I must attempt to put a stop to one common illustration that is supposed to characterize the nature of majuscule Greek mss. NT majuscule mss were written in a majuscule script in which there were no upper and lower case letters as we have in English, and there were no spaces between the words (see the diagram below). The common characterization is, GODISNOWHERE in which the words could be divided into, GOD IS NOW HERE, or GOD IS NOWHERE. This is supposed to give a sense of how NT majuscule mss could be ambiguous in meaning. There are at lease two serious problems with this characterization, however.
1. The representation is a fallacious comparison between English and NT majuscule Greek texts. English is not written without spaces between the words. However, the earliest Greek majuscule mss were in fact written this way because this is the way these persons wrote their language. It was just as easy for a Greek reader to read his language as it is for English readers to read our language. So, the confusion of an English expression without spaces between the words does not represent any supposed comparable confusion on the part of a Greek reader of the time. No doubt, there were ambiguities in Greek writings just as there are in any language. But, an improperly formed English expression is not an accurate characterization of a properly formed Greek majuscule text. It is simply unreasonable to think that because someone else’s native language is difficult for the non-native speaker to read, that a native speaker would have the same level of difficulty in reading it. What may be difficult for the modern English reader was not a problem for a 1st century Greek reader, else there would be no explanation why these mss with this kind of writing proliferated. If it was so difficult for Greek readers to read, why did they use them in the first place? They used them because that was just the way they wrote, just like our words are separated with spaces because that’s just the way we write.

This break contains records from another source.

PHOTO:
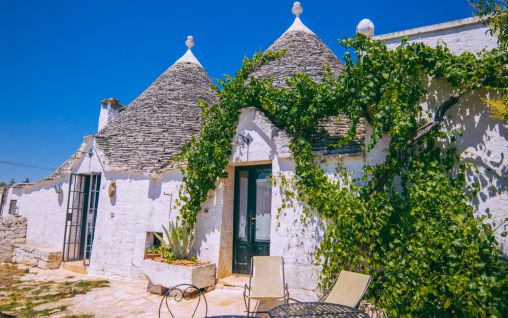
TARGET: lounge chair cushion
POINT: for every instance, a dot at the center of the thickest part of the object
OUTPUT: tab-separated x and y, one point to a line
267	281
348	289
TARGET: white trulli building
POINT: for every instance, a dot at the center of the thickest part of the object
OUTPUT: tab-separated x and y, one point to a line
103	204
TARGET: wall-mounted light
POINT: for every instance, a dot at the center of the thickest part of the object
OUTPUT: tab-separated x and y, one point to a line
242	139
58	187
89	152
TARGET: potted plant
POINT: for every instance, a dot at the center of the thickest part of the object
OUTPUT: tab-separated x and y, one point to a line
174	263
152	252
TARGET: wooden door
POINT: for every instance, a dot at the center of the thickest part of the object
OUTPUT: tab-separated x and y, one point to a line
252	215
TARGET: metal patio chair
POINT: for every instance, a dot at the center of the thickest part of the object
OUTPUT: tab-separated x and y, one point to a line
267	282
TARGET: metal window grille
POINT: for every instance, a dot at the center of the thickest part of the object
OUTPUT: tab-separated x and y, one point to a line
13	208
80	218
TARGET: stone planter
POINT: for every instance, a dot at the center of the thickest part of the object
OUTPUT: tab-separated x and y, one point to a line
168	275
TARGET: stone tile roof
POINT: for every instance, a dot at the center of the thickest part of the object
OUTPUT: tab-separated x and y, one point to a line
155	126
307	53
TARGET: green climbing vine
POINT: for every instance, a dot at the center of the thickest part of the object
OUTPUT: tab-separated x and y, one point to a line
409	223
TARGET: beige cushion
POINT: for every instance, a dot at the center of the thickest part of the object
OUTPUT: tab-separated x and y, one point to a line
267	281
348	289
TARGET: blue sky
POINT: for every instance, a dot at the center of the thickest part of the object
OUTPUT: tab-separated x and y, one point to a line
59	59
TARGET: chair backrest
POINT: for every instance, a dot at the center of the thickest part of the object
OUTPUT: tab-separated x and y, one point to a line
348	289
267	277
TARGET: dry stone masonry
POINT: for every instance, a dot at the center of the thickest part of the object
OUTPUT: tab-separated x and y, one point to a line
37	256
12	231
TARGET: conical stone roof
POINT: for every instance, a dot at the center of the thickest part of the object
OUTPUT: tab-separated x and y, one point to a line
156	125
307	53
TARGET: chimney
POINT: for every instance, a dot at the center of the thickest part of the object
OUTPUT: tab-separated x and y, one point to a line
110	108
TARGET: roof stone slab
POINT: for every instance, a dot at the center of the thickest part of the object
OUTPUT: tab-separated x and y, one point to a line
307	53
156	125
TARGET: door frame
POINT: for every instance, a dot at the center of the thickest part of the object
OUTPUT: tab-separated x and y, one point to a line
251	212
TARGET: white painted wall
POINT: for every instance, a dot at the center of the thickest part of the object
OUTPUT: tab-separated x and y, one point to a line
465	37
485	140
45	211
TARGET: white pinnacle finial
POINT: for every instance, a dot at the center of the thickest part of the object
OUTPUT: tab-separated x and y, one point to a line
188	57
365	27
297	9
189	42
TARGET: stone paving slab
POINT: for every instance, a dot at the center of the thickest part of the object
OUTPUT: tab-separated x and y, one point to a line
129	298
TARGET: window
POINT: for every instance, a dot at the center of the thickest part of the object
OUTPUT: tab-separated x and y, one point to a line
152	243
13	209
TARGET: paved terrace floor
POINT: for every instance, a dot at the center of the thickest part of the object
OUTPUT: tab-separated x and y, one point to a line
129	298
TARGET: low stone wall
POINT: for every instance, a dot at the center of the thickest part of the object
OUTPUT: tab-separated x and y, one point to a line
37	256
12	231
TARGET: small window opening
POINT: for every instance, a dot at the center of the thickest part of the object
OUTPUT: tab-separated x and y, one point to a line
13	208
152	244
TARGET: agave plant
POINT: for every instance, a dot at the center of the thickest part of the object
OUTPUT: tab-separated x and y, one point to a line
178	241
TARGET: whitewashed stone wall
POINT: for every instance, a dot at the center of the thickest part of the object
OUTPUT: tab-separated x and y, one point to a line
12	231
45	211
466	35
484	140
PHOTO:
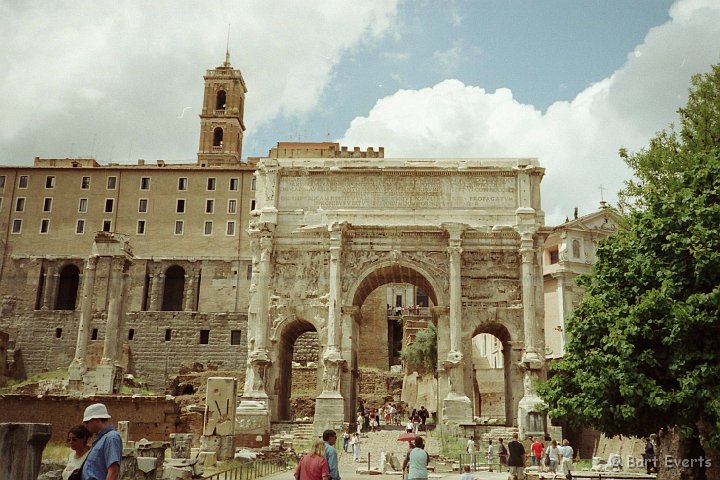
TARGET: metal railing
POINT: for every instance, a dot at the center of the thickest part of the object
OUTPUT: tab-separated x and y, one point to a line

2. There are no NT Greek majuscule mss in which we find an expression out of context. No doubt there are some fragments that contain few words or single expressions, but these are not representative of a NT Greek text. The difficulty in reading some fragments is precisely because there is no context in which to place them. If the English expression above were put into a context comparable to the contexts of NT books, the ambiguity would be removed. A single out-of-context, improperly formed English expression is not an accurate characterization of a properly formed Greek majuscule text in its context. This is especially true since there would be no statement in the Greek NT that would actually claim that God is nowhere. Nevertheless, no representation using an improperly formed English expression is an accurate characterization of a properly formed Greek majuscule text in its own context.